In today’s society, people try to make their lifestyles as eco–friendly as possible.
In the Copper Country, snowmobiles are everywhere.
Combine the two and you get the 2014 Clean Snowmobile Challenge taking place all week at the Keweenaw Research Center. The event, which has been going on for more than a decade, allows students from across the U.S. to create quiet and fuel-efficient snowmobiles.
Event Coordinator Jay Meldrum said the event brings in a lot of big name companies.
“Manufacturers meet here during this week and look and see what the students do. They hire the students to work for them. We have several returning alumni from this challenge helping out. So it’s been a good thing for the industry in general,” he said.
One of the main reasons for the event is to eliminate the negative stigma snowmobiles have. Some trails get shutdown because of the fuel exhaust released from the snowmobiles so the students experiment with different fuels to create safer and efficient engines.
“They’ve also learned how to make snowmobiles quieter by softer track materials, by sound-denting material within the body of the snowmobile and there’s quite a bit of learning going on,” Meldrum said.
Michigan Tech’s Internal Combustion team has become a staple in the competition and they are looking to improve on their design from last year.

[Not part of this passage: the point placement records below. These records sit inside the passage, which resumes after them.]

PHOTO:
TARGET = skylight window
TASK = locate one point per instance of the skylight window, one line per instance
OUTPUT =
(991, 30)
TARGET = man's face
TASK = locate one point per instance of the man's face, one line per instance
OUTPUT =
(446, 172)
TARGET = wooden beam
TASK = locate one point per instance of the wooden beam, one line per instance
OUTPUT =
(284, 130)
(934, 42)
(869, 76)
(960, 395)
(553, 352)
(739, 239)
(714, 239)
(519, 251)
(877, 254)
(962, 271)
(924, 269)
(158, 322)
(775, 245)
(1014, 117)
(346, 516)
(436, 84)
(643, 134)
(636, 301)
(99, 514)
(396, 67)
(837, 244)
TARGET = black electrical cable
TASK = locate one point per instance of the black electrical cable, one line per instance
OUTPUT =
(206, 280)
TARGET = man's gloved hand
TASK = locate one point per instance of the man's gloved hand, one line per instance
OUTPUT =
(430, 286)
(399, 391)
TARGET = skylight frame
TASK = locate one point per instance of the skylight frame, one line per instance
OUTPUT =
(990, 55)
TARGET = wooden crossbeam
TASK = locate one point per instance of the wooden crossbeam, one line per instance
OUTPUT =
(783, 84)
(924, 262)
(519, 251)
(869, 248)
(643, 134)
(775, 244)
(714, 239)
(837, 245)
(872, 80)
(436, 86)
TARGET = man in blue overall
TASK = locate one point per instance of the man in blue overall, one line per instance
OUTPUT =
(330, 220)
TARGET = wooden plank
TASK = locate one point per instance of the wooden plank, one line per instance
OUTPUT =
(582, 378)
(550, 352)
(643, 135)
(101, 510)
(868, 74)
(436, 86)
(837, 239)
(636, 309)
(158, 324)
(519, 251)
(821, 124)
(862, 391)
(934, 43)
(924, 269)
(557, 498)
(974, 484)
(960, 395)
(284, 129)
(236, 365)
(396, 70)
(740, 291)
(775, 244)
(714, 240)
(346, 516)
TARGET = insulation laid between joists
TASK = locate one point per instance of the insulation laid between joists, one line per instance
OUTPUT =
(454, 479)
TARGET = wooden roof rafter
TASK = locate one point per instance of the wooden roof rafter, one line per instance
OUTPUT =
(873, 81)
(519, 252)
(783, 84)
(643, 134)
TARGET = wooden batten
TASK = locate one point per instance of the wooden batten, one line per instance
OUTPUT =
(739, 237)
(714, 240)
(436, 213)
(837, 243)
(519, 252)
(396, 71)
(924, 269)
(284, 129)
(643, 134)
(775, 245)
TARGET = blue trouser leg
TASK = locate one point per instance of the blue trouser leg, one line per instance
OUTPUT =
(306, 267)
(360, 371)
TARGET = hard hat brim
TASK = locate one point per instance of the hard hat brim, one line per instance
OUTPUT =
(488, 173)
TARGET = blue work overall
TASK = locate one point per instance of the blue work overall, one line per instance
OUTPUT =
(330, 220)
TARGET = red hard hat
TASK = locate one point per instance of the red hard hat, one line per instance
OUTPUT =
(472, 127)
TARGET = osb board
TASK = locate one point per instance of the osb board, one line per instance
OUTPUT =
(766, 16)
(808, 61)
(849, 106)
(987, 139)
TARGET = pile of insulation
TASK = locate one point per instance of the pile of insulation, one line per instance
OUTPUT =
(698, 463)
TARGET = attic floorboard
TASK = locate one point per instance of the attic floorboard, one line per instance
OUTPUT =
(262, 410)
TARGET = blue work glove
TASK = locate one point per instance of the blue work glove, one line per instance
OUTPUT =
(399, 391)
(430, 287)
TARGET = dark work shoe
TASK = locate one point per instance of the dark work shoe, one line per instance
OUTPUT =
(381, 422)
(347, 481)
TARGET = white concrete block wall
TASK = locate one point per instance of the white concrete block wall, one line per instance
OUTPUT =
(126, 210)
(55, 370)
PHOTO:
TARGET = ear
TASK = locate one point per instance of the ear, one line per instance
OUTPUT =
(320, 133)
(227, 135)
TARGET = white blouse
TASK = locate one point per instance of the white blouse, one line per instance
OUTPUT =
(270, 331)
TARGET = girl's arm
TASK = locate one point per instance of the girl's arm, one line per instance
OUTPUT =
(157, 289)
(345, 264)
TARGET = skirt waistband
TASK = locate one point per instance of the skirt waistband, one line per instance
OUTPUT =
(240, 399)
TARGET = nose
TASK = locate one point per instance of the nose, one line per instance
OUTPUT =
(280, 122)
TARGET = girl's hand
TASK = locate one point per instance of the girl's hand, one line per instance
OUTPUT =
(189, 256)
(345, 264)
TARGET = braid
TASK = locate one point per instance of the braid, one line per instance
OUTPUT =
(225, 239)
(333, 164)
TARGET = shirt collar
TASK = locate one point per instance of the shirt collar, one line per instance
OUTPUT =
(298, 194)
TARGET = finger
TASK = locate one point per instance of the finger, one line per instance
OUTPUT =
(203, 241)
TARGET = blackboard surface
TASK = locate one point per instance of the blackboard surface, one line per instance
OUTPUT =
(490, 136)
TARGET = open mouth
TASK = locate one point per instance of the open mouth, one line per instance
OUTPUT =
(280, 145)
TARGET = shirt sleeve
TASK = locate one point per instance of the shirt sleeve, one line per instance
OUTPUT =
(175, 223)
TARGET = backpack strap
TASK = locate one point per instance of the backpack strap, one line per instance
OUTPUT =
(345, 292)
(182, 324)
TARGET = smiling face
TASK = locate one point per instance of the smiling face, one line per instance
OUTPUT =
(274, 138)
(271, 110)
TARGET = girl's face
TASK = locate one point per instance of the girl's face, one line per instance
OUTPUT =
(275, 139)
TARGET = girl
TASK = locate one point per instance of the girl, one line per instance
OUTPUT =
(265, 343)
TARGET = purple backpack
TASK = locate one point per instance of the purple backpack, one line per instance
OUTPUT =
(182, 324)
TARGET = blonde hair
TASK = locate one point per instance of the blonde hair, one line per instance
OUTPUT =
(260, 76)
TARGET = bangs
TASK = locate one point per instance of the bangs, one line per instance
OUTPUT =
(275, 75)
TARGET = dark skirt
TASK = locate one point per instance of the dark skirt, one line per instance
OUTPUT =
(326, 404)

“We took the snowmobile, benchmarked, tested it and designed all new components and different engineering strategies that we use to make the sled lighter and more clean for the environment and more quiet,” President of the Internal Combustion Team at MTU Fackender said.
Fackender added that there is one thing that he enjoys the most about this competition. “I think the most important thing is leadership and teamwork. A lot of the stuff you learn in school is all in books and you can’t teach people to work together really well until they’re forced to be in a situation where they have to.”
The students were able to see their snowmobiles ride out on a short course before they are driven all the way to Copper Harbor.
All in an effort to see whose snowmobile can withstand the rigors of a winter trail and still be conscious of the environment.